Choi Min-Sik s'empare de son personnage de peintre passionné, d'un homme qui ne vit que pour son art. Un homme qui croque la vie à pleines dents, qui aime les plaisirs de la chair et ceux de l'alcool, mais par-dessus qui aime la peinture. L'acteur est excellent, ses expressions, sa bestialité avec les femmes, ses colères, ses manques d'inspiration, ses souffrances, tout y est. Choi Min-Sik est vraiment un acteur génial qui me donne l'impression qu'il peut endosser toute sorte de rôles.
Malgré sa complexité, je n'aime pas le personnage d'Ohwon. J'ai souvent eu du mal à aimer les artistes rongés par leur art, ces artistes qui se servent des femmes (souvent des courtisanes ici) comme de muses et qui vivent à leur crochet, les jetant dés que celles-ci ne les inspirent plus, ces artistes portés sur l'alcool, bref, ces hommes égoїstes et salauds. On a ici un rapport charnel avec la peinture, c'est un film très sensuel, parfois cru (lorsqu'on le tire de sa tente pendant l'acte sexuel et qu'il est sur le point de jouir, on voit sa semence à terre). En même temps, Ohwon incarne pour moi une sorte d'essence de la vie, cet homme rongé par son art mais qui suit aussi ses envies et ses pulsions est profondément humain.
Film plus culturel, sensuel et beau que divertissant, bien évidemment. Ce film, malgré toutes ses qualités, ne m'a pas du tout emballée.
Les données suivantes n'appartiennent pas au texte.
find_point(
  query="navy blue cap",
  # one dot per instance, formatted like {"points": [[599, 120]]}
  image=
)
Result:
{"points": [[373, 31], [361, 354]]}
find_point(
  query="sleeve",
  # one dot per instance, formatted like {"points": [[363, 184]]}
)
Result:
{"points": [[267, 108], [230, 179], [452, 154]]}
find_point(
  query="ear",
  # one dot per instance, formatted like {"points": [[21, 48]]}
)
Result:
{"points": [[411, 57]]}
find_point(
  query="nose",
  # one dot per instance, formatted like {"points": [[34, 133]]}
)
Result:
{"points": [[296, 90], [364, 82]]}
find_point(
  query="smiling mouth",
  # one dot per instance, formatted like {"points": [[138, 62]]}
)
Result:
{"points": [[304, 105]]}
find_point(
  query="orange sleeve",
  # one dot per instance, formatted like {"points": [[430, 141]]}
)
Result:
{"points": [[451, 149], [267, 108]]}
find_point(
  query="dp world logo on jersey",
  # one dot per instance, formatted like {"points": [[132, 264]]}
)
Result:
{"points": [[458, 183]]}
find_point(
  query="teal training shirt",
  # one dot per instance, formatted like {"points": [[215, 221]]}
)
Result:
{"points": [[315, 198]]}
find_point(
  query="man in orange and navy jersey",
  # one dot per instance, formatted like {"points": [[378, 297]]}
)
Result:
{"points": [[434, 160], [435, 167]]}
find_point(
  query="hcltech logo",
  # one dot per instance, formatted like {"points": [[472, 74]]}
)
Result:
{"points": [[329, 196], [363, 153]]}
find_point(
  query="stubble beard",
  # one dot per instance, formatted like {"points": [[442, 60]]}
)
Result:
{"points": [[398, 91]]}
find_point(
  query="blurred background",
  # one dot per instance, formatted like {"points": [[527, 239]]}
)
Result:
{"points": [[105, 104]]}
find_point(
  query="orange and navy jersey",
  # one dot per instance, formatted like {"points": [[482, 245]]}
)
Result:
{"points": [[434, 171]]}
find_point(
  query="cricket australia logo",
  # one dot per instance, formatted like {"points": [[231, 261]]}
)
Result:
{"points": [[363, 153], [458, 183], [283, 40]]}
Je ne suis pas gênée du fait qu'il ne soit pas divertissant mais plutôt par ce mélange entre peinture et plaisir charnel, le personnage d'Ohwon qui finalement ne me plaît pas, et puis je me suis parfois ennuyée. Ivre de femmes et de peinture vaut le détour pour ses qualités et je le conseille bien que je n'aime pas du tout. Mon pére a été très impressionné par Choi Min-Sik. [NB: cette note aurait dû paraître après Angel Eyes.]